Jesus wept at the tomb of Lazarus, because his friend had died. Jesus knew grief.

But Jesus also experienced with human eyes, with human senses, beauty, and wonder, and love. The goodness of creation, which is so evident to us, even in this season.

The ornamental cherries here burst into flower this week. There’s something profound in that. And seeing them, the great Song of the Church, the Te Deum, leaps into my mind:

We praise you O God:
we acclaim you as Lord.
All creation worships you,
the Father everlasting.

The flowers in that little stand of trees will feed birds and insects, they will nurture and attend to the needs of many creatures we will never even notice. And so, creation itself worships. Creation worships by proclaiming the hospitality of God.

And we too proclaim the hospitality of God. The art in this church, the tree that this community constructed, led, guided, and mentored by Father John, and by Julie, proclaims the hospitable Kingdom of God.

Jesus is the Bread of Life.

In a few minutes we will come together to share the peace: the peace of Christ. That will be a time of reconciliation and of hope, a time when we look for Christ in one another’s eyes.
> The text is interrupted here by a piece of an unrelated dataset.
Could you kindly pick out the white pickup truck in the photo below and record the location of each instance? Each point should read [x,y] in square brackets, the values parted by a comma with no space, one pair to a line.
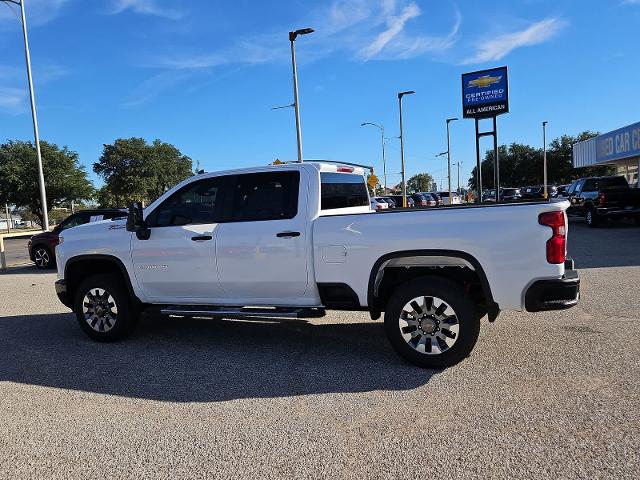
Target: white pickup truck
[295,240]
“Those who eat my flesh and drink my blood abide in me and I in them.”

We are that people. We are the Church, the Body of Christ. We abide in Christ, and Christ abides in us. And if we remember that, if we turn to God in faith, if we offer our pain, our grief, our distress, even our anger, to God, then we will in time find peace.

This is not a season to close ourselves off, to put on armour, to pull back from one another. Instead we recognise our utter dependency upon God. And recognising that God is the source, the source of light, life, hope, and love, we are transformed.

I’ve talked in recent weeks about the light of Christ: the light stoked and kindled through the holy sacrament of Baptism, the light that we bear to each other, and to the world.

But we can also be bread for one another. We can sustain one another through this season, collected together in prayer. To care for one another in this season is in itself a profound act of worship – a profound proclamation, once more, of God’s hospitality and care.

Our utter dependency upon God is a difficult teaching. In today’s Gospel, many turn away from Jesus, unable to accept this stark truth. And yet Saint Peter spoke for those who remained, and he speaks for us today:

“Lord, to whom can we go? You have the words of eternal life. We have come to believe and know that you are the Holy One of God.”